- Instance Type: e2-standard-2
- CPU: 2
- Memory: 8 GB
- Zookeeper Version: 3.6.2
- Ensemble: 3 Nodes
- Region: GCP asia-south1
- Zone: asia-south1-c
- List Child Nodes on Path
- Get Data for Node
- Base node path was created on Zookeeper: /benchmark
- Nodes were created under this path with random name length of 30 chars and data size of 1KB
- Nodes were loaded to reach total node count of 100, 1K, 5K, 10K, 25K, 50K and 100K in each step
- After each load, the above-mentioned features were benchmarked for obtaining the latency numbers:
- List: list operation was run on base path for 100 samples
- Get Data: for 100 samples, a random node was selected and get operation was run
- For obtaining the CPU/Memory/Network usage, the above operations were run for higher sample size (10K) on a separate setup
TimeLine (can be used to correlate with the graphs):
- 7:50pm -> load 10K nodes
- 8:01-8:03 -> list operation (10K)
- 8:10-8:11 -> get operation
- 8:26pm -> load 10K nodes (total: 25K)
- 8:30-8:37 -> list operation (25K)
- 8:45-8:47 -> get operation
- 8:48pm -> load 25K nodes (total: 50K)
- 8:52-9:02 -> list operation (50K)
- Memory usage is directly correlated with number of nodes. As more nodes are added, the memory also increases.

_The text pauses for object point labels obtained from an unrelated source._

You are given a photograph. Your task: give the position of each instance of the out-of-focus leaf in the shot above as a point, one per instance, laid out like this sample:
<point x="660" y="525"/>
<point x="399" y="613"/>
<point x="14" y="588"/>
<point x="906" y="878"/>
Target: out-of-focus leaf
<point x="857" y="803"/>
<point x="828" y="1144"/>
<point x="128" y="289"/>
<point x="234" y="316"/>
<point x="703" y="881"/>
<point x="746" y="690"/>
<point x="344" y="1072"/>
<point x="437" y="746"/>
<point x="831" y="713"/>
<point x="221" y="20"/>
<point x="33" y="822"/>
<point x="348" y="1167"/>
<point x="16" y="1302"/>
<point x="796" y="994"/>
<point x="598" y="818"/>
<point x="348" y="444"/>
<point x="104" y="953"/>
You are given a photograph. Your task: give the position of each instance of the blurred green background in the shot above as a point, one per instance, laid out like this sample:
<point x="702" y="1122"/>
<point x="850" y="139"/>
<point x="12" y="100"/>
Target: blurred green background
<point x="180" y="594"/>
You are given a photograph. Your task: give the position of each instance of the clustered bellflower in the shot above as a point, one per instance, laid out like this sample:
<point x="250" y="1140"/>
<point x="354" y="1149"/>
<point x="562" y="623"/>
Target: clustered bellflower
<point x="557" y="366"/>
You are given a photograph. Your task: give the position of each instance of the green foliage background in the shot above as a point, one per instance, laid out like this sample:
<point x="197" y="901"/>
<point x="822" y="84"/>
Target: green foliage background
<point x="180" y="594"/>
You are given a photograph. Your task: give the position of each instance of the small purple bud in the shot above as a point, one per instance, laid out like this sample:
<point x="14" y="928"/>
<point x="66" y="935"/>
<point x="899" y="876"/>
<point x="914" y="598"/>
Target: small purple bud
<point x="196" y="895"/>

- For list operation, latency increase is almost exponential. Where approaching 100K starts having major degradations on the cluster.

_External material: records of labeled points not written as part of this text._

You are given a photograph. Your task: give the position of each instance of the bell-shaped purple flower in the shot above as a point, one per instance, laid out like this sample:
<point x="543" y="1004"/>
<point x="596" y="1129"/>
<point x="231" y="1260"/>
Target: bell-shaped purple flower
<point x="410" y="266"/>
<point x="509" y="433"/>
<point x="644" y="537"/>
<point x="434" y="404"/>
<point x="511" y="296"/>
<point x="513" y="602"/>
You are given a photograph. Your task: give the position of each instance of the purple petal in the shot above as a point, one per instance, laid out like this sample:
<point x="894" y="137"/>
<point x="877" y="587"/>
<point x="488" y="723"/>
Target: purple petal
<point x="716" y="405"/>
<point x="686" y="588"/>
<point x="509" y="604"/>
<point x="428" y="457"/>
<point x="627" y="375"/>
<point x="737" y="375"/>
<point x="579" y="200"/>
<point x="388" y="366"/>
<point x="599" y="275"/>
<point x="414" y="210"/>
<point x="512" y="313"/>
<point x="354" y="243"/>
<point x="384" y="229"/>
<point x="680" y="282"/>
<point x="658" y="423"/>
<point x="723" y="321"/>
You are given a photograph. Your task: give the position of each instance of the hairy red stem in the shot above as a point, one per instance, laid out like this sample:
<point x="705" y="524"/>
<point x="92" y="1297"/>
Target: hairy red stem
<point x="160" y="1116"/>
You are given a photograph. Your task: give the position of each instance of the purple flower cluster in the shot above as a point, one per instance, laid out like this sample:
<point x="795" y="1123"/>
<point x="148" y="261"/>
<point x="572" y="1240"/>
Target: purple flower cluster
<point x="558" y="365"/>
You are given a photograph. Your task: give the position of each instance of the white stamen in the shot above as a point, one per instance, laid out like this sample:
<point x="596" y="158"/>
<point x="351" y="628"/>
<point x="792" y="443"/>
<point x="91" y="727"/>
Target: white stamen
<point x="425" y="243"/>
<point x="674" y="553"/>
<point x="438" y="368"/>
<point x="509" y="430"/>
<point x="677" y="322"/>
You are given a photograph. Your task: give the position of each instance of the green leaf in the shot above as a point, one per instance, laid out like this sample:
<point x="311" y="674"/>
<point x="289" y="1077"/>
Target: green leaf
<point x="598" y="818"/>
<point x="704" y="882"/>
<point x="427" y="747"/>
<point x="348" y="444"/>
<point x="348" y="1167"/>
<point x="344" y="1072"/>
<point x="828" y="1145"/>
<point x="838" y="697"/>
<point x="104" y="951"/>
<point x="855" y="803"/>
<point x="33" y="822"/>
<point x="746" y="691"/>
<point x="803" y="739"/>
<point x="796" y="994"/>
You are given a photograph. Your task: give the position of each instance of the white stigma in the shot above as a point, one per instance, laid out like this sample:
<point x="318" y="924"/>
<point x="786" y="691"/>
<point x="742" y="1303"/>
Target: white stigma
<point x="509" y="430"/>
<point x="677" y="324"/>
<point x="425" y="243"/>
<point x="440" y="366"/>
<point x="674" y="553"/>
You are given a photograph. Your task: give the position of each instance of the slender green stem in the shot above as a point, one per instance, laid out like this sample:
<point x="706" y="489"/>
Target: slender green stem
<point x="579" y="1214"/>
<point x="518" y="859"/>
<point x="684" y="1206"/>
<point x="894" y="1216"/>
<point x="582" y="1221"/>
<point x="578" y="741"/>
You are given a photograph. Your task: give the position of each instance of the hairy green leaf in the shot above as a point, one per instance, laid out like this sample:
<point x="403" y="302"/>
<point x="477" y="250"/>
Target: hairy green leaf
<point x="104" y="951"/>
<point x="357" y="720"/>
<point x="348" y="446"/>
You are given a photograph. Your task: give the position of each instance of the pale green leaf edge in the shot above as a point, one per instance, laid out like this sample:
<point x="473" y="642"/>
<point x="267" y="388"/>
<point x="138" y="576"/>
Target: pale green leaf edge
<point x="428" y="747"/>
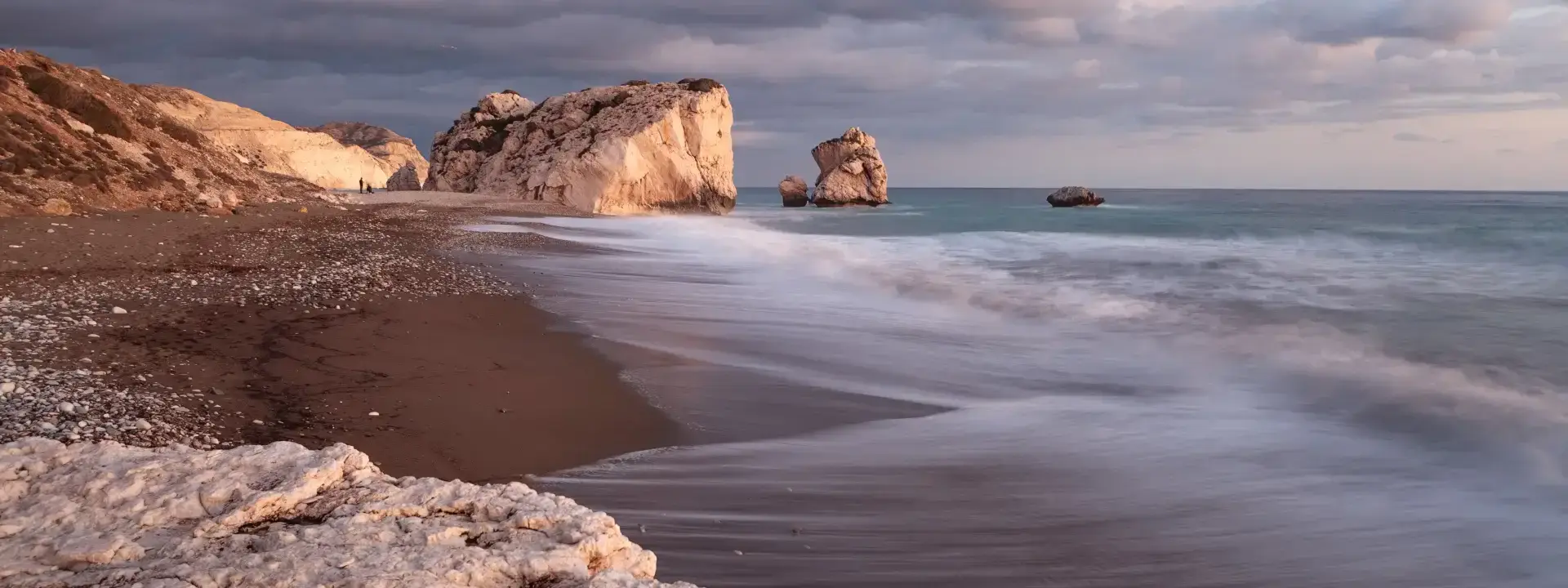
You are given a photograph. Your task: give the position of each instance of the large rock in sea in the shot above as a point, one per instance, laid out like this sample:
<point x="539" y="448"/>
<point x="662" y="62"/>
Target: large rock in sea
<point x="107" y="514"/>
<point x="852" y="172"/>
<point x="395" y="151"/>
<point x="1075" y="196"/>
<point x="795" y="192"/>
<point x="639" y="148"/>
<point x="73" y="138"/>
<point x="272" y="145"/>
<point x="405" y="179"/>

- CPU usage sees a slight increase from 20% to 25% which we think might be due to the overhead of transmitting the data over the network.
- For get operation, latency is too low and stable throughout. CPU and Memory usages also show negligible impact.
For upto 50K nodes, an instance size of 2 CPU and 4 GB memory should suffice. Provided network bandwidth upto 30MB/s is available. It is expected that at this level CPU usage will be around 30% and Memory usage of upto 2.5GB.